BAB VII (Sengketa) 1

198 18 0
                                    

Ups! Gambar ini tidak mengikuti Pedoman Konten kami. Untuk melanjutkan publikasi, hapuslah gambar ini atau unggah gambar lain.

Di sepanjang perjalanan Kaliurang-Kulonprogo, kami tidak berbicara satu sama lain kecuali untuk arah saja. Karl sepertinya mengerti untuk tidak mengusikku. Pikiranku masih kusut dan semakin dekat dengan rumah, jantungku makin berdegup kencang karena tegang. Apalagi ketika mobil berbelok memasuki pekarangan rumah. Terlihat ada sebuah mobil lain yang terparkir di halaman yang itu artinya mas Prasetyo sudah datang.

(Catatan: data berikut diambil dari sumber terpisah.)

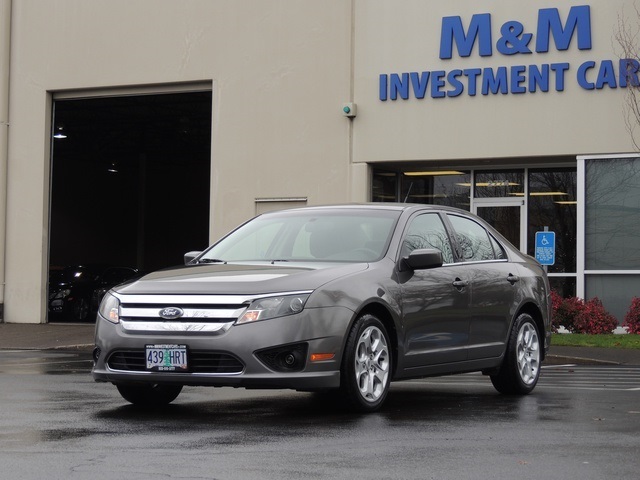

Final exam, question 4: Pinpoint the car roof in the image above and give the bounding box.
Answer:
[263,202,460,215]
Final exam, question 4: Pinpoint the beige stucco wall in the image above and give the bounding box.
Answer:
[4,0,352,322]
[353,0,640,162]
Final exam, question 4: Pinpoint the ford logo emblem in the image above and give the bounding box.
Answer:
[158,307,184,320]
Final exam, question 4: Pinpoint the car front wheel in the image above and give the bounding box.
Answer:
[491,313,542,395]
[340,314,391,412]
[116,383,182,407]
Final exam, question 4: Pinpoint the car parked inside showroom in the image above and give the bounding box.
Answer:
[49,264,139,322]
[93,204,551,412]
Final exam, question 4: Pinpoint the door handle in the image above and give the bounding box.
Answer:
[507,273,520,285]
[453,278,469,290]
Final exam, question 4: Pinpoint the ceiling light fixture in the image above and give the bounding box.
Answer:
[404,170,466,177]
[53,127,67,140]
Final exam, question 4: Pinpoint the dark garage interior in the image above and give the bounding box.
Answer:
[49,91,212,321]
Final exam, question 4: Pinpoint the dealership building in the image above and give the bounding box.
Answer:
[0,0,640,323]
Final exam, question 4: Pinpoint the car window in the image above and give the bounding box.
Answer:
[489,235,508,260]
[203,211,398,262]
[401,213,453,263]
[447,215,495,262]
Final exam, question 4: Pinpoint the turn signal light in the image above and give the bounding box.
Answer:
[310,353,336,362]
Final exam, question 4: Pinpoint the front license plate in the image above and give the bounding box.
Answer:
[146,345,188,372]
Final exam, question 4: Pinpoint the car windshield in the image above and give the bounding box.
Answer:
[199,209,399,262]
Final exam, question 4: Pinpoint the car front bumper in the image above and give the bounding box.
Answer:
[92,307,353,390]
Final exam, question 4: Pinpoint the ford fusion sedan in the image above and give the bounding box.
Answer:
[93,204,551,412]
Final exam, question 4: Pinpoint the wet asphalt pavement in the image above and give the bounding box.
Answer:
[0,350,640,480]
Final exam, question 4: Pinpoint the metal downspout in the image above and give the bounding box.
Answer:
[0,0,11,323]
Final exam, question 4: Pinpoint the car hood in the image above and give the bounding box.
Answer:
[114,263,368,295]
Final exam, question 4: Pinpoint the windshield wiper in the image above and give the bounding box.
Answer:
[198,258,227,263]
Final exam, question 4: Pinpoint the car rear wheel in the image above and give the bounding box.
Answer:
[340,314,391,412]
[116,383,182,407]
[491,313,541,395]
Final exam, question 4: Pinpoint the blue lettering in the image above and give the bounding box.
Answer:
[379,73,389,102]
[389,73,409,100]
[447,70,464,97]
[578,62,596,90]
[529,65,549,92]
[496,22,533,55]
[431,70,447,98]
[619,58,640,88]
[596,60,618,89]
[549,63,569,92]
[409,72,429,98]
[440,13,493,59]
[463,68,482,97]
[482,67,509,95]
[536,5,591,53]
[511,65,527,93]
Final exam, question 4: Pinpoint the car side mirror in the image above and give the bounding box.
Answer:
[400,248,442,271]
[184,250,202,265]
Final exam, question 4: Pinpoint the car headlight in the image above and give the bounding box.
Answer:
[98,293,120,323]
[236,293,310,325]
[51,288,71,300]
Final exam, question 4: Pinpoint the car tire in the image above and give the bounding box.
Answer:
[491,313,542,395]
[340,314,392,412]
[116,383,182,407]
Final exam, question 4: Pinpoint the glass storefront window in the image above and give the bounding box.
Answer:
[527,168,577,274]
[474,170,524,198]
[585,275,640,323]
[400,170,471,211]
[371,170,398,202]
[585,158,640,270]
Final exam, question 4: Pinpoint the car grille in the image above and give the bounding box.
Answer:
[107,350,244,375]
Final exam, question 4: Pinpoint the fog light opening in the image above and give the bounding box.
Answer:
[256,343,308,372]
[309,353,336,362]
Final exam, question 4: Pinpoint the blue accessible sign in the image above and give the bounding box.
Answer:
[536,232,556,265]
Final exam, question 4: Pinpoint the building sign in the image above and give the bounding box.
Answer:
[536,232,556,265]
[379,5,640,101]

Aku menelan ludah. Karl menghentikan mobilnya dan memandangku yang masih duduk membatu tidak ada tanda-tanda mau keluar.

"Are you okay?" tanyanya. "Kamu mau kubukakan pintu mobilnya?"

Aku menggelengkan kepala. Segera kubuka seat belt dan mendorong pintu mobil.

"Aku akan menunggumu di sini."

"Kamu ikut masuk saja, Karl. Kamu kan tamu. Tidak sopan jika aku membiarkanmu di sini." Yah, apalagi Karl sudah berbaik hati mengantarku pulang. Dia juga bukan supir, jadi dia berhak untuk masuk sekadar untuk meminum teh atau kopi.

Ketika akan turun, handphone berdering.

"Iya, San?" aku langsung mengangkatnya.

Agak lama tidak ada jawaban. Kuurungkan diriku untuk turun.

"Halo, San? Kamu baik-baik saja? Halo?" Tiba-tiba aku menjadi khawatir.

"Dew...aku....." Sambil terisak Santi menceritakan apa yang terjadi. Aku hanya bisa mematung tanpa bisa melakukan apa pun. Kata-kata yang meluncur dari mulutku tidak banyak, tak jauh dari kata sabar dan penghiburan. Kepalaku langsung terasa semakin berat. Duh, kenapa masalahnya menjadi seperti ini?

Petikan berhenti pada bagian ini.